“What an era” creates a huge controversy by inviting the sister of Xavier Dupont de Ligonnès: her shocking theory

It was 13 years ago already. In April 2011, Agnès Dupont de Ligonnès was found dead alongside her four children, all five of whom were buried under the terrace of the family home in Nantes with the two family dogs. Xavier Dupont de Ligonnès becomes the number one suspect and the most wanted man in France, and elements allow investigators to highlight his guilt: the man bought quicklime two days before the quintuple assassination and was seen after the events in the Var, using his credit card to withdraw the sum of 30 euros from an ATM. This is the last appearance of Xavier Dupont de Ligonnès. Since April 14, 2011, the most wanted man in France remains untraceable, and the investigation is at a standstill. Is he alive? Is he dead ? Is he still in France?

This Saturday March 9, 2024, Christine Dupont de Ligonnès was the guest of Léa Salamé and Christophe Dechavanne in
What era
alongside her husband Bertram de Verdun. The sister of the main suspect wanted to give her point of view on this sordid news item, and followed up with wild theories, arguing that her sister-in-law, her nephews and her niece had left to start a new life in the United States, and that it was a “staging”. For her, the police, the morgue, and the French state are all complicit in this “exfiltration” historical, in order to cover the Dupont de Ligonnès family on their departure.

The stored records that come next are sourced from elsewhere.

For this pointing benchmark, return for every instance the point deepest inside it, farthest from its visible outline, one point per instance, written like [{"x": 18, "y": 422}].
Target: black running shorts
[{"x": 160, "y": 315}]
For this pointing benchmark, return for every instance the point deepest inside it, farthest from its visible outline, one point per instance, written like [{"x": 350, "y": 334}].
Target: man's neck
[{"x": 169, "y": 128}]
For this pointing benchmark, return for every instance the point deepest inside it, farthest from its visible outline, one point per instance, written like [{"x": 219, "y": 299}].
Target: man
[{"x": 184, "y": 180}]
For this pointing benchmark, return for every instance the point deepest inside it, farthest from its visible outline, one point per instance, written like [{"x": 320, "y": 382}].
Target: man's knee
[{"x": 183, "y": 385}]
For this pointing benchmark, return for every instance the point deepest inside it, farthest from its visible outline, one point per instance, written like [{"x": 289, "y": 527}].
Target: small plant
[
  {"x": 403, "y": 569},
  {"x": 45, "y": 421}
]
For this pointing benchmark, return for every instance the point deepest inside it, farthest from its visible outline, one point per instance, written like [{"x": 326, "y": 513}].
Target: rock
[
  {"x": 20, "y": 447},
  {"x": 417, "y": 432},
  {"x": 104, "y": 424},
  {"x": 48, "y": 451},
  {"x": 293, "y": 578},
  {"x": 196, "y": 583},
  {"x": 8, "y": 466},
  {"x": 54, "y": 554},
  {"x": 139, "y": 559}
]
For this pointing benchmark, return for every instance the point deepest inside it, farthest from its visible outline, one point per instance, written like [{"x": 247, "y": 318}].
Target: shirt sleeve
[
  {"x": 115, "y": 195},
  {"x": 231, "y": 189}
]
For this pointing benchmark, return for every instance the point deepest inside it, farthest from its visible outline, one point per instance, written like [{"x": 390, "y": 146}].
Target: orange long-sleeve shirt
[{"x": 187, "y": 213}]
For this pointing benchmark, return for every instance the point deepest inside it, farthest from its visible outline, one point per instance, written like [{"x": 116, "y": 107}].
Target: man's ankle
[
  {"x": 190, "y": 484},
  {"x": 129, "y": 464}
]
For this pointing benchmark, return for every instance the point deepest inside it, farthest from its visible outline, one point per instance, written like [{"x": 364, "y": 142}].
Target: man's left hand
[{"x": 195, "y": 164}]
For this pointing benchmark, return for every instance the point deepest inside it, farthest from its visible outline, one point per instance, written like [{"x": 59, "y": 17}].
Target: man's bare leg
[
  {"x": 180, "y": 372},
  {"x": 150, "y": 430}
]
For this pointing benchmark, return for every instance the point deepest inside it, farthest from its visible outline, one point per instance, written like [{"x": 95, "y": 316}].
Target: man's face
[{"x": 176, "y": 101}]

A letter sent a few days before the tragedy

“Certainly it’s a set-up (…) I understand that people find it far-fetched, it’s a hypothesis that has been brushed aside, but the arguments put to me don’t have that much weight only that” assured the one who published with Harper Collins the novel Xavier, my brother, presumed innocent, in which she claims to have received a handwritten letter from her brother, shortly before his disappearancein which he premeditated the latter, and that of his entire family. “In this letter, Xavier clearly tells me that he has been in intelligence for not. There are elements that I cannot explain in his life, which this letter sheds light on. assured the fifty-year-old.

For Christine de Ligonnès, thirteen years after the events and the discovery of the five bodies, Xavier Dupont de Ligonnès would be good “alive” and perfectly “innocent”but better yet, Agnès, his sister-in-law, would also be alivejust like their four children Thomas, Arthur, Anne and Benoît, yet all found murdered under the terrace of the Nantes residence. For the sister, Xavier Dupont de Ligonnès did not commit suicide, on the grounds that he would have no reason to carry out such an act: “I think he’s alive. We have no reason to believe he committed suicide.” A shocking testimony, which somewhat shocked the Web, with many viewers denouncing the disconcerting theories of the budding writer.